Genetic studies have revealed thousands of genetic variants underlying hundreds of human diseases and traits. However, the variants discovered to date explain less than half of the apparent heritability in most diseases and traits. Since these efforts have largely focused on common genetic variants, researchers suspect much of this missing heritability is due to rare genetic variants. Now scientists describe a conceptual framework for the design of studies of rare variants. The findings are detailed in the Proceedings of the National Academy of Sciences.

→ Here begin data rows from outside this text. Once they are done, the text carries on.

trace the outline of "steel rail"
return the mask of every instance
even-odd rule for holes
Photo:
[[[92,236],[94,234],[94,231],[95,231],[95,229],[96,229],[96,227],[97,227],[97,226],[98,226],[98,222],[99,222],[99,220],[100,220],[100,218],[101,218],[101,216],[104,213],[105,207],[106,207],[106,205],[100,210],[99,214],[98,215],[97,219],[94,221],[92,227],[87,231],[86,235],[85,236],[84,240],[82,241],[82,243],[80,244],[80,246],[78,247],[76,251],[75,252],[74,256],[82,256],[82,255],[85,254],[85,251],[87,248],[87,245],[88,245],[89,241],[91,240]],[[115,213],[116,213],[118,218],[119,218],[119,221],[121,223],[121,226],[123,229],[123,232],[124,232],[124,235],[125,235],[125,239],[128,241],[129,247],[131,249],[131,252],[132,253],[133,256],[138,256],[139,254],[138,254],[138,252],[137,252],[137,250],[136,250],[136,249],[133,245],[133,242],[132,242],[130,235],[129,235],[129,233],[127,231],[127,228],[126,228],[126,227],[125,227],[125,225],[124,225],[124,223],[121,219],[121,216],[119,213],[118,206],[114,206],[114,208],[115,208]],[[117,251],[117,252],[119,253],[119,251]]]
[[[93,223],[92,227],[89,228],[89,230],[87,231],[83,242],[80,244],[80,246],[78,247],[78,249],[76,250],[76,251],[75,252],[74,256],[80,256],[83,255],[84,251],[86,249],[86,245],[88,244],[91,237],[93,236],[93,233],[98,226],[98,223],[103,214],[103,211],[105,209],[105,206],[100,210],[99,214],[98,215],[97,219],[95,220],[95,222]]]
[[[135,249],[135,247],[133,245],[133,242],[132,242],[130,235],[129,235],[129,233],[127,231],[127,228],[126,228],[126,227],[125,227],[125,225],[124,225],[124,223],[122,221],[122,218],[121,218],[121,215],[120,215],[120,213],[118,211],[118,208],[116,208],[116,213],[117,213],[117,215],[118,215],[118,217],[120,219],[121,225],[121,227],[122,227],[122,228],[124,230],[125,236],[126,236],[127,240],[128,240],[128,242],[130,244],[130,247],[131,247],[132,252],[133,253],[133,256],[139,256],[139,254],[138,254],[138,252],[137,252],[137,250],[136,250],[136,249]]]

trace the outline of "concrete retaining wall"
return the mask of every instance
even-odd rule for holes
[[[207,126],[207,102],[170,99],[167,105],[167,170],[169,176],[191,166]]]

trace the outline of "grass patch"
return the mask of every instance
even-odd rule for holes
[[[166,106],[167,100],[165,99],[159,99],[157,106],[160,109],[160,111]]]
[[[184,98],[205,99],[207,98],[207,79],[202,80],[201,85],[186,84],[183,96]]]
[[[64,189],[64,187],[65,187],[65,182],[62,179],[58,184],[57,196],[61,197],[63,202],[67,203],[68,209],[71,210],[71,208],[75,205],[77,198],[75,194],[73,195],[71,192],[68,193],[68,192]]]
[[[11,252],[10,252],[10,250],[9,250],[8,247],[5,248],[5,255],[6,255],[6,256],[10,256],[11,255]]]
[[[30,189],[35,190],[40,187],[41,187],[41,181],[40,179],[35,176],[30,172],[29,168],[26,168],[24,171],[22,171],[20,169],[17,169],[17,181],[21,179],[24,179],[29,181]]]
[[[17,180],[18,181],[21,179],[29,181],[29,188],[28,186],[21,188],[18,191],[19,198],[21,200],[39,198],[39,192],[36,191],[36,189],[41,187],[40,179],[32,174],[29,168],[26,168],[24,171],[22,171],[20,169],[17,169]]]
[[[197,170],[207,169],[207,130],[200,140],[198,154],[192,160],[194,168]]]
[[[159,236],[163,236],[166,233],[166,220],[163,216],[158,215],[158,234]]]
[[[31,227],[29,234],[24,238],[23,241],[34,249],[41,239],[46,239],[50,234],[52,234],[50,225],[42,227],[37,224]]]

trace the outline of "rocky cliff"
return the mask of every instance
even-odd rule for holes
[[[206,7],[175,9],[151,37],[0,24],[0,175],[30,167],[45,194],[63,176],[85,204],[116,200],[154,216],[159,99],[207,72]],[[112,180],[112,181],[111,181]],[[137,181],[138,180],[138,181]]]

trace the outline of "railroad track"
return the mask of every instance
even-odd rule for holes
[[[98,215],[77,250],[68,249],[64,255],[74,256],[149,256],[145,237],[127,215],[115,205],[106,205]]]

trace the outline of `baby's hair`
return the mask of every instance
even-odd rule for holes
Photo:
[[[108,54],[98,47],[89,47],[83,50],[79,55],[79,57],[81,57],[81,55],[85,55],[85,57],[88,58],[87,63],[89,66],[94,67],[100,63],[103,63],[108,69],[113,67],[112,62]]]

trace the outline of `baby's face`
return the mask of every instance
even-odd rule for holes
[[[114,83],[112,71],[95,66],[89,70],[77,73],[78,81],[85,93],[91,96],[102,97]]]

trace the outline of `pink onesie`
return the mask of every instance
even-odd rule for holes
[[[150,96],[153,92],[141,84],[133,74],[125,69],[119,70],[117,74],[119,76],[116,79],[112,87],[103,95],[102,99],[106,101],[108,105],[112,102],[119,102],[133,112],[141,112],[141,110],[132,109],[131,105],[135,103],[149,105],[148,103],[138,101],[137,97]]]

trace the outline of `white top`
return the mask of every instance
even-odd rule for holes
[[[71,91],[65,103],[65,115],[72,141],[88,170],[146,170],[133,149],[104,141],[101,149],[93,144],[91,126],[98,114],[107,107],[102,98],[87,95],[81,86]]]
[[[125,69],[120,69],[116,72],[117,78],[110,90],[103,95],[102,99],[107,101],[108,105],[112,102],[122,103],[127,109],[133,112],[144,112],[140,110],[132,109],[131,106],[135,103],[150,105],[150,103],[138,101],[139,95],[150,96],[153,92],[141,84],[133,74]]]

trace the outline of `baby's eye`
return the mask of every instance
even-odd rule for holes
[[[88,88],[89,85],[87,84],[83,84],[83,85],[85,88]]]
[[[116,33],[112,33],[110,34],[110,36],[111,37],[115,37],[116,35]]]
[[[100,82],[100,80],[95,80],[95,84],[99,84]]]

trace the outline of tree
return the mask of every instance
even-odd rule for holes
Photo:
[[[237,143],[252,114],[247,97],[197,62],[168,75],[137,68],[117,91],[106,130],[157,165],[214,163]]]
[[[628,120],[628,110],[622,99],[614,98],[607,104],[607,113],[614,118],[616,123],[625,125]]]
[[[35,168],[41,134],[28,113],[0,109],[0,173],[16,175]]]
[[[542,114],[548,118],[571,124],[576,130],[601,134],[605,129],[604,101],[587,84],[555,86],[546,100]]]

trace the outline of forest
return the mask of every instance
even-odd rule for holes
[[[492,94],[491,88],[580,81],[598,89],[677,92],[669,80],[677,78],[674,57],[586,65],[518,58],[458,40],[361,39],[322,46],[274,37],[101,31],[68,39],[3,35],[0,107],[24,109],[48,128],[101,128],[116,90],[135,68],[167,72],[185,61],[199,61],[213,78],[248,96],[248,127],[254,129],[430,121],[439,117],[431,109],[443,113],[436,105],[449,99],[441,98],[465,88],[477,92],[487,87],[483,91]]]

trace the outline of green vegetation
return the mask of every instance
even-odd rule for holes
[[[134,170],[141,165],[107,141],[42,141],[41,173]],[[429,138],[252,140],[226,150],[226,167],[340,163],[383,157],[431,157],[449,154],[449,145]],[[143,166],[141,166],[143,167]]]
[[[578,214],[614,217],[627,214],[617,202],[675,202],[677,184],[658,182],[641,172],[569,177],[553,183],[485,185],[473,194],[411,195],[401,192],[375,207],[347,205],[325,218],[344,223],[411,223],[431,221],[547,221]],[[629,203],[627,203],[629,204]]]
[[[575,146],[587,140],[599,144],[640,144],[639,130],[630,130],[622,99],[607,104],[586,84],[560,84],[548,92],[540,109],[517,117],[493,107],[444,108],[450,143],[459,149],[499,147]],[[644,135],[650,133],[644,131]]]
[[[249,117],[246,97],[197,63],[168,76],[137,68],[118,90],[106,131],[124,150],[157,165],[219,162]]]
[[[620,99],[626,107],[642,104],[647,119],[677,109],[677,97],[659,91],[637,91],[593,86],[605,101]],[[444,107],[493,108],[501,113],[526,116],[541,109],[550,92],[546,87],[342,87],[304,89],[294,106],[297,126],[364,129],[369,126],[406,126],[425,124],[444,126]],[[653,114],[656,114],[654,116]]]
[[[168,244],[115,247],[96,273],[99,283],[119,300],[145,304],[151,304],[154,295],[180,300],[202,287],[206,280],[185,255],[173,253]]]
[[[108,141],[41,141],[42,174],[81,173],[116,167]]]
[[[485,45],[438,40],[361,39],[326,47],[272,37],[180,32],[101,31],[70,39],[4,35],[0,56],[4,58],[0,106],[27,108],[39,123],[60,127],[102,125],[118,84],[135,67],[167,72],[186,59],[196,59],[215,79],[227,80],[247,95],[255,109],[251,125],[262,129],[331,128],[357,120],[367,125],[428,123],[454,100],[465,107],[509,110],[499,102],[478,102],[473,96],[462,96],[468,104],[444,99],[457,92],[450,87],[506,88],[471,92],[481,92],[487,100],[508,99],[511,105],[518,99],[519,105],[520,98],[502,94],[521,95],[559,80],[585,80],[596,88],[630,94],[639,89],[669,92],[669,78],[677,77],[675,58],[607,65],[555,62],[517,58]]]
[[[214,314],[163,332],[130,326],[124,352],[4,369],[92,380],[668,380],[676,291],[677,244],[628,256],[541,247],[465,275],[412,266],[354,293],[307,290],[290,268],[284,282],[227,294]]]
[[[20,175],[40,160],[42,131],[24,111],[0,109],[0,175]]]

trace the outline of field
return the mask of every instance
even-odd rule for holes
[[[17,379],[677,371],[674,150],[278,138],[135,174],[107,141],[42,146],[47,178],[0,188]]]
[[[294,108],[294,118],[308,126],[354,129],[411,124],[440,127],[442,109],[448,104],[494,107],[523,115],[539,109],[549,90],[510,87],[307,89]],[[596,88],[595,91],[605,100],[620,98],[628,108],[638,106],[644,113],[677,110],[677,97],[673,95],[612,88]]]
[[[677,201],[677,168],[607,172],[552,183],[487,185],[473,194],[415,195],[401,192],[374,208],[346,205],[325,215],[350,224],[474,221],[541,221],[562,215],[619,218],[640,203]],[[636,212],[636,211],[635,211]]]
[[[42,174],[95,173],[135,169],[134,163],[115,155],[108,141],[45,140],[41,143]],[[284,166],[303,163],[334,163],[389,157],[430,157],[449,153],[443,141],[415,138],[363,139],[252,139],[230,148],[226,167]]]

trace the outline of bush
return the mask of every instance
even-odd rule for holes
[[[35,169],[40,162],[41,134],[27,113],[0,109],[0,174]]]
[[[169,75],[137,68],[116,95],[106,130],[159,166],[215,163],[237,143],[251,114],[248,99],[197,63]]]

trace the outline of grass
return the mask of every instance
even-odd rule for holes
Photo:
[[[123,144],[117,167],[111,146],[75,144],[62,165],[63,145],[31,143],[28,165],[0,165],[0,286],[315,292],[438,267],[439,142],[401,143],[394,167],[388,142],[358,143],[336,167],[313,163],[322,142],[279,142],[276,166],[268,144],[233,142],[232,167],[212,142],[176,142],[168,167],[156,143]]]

Studies of common genetic variants are typically known as genome-wide association studies (GWAS), whereas studies of rare variants are often simply called sequencing studies. However, Eric Lander, founding director of the Broad Institute of Harvard and MIT, and his colleagues now suggest the terms common variant association study (CVAS) and rare variant association study (RVAS).
The researchers defined common variants as those with at least one carrier per 100 people. There have been enormous studies to find common genetic variants “that have taught us a tremendous amount, but attempts to find rare genetic variants so far have been done with small samples without any idea of how large a sample was needed,” Lander says. “We wanted to see what the principles were for carrying out those studies — we want to be able to find the complete genetic basis of disease.”
The researchers mathematically analyzed what factors are most critical to detect associations between rare variants and diseases or traits. They found the design for an RVAS depended crucially on how strongly the genetic variants it analyzed were selected for or against — that is, how greatly the process of natural selection made sure that variant spread or was quashed.
Altogether, these findings suggest that studies of both common and rare variants “actually need to be a similar size,” Lander says. “Many rare variant association studies have tried so far to look at about 1,000 cases, and you’d probably need to at least look at 25,000 cases to reach a pretty good level of power for a study.” RVAS can begin by analyzing existing sample collections that have been used for CVAS, many of which contain many tens of thousands of cases, the researchers note.
The researchers surprisingly also found that in RVAS, looking in regions that encoded for genes was far more powerful in terms of discovering associations than looking outside coding regions, Lander says. This contrasts with CVAS, which are equally powerful on coding and noncoding regions and have identified many common variants affecting common traits in noncoding regions.
Designing a study properly by thinking about its power “is much better to do before you do the study than after you do the study,” Lander notes wryly. “Now we’ve got to execute these studies in diseases such as early heart attack and schizophrenia.”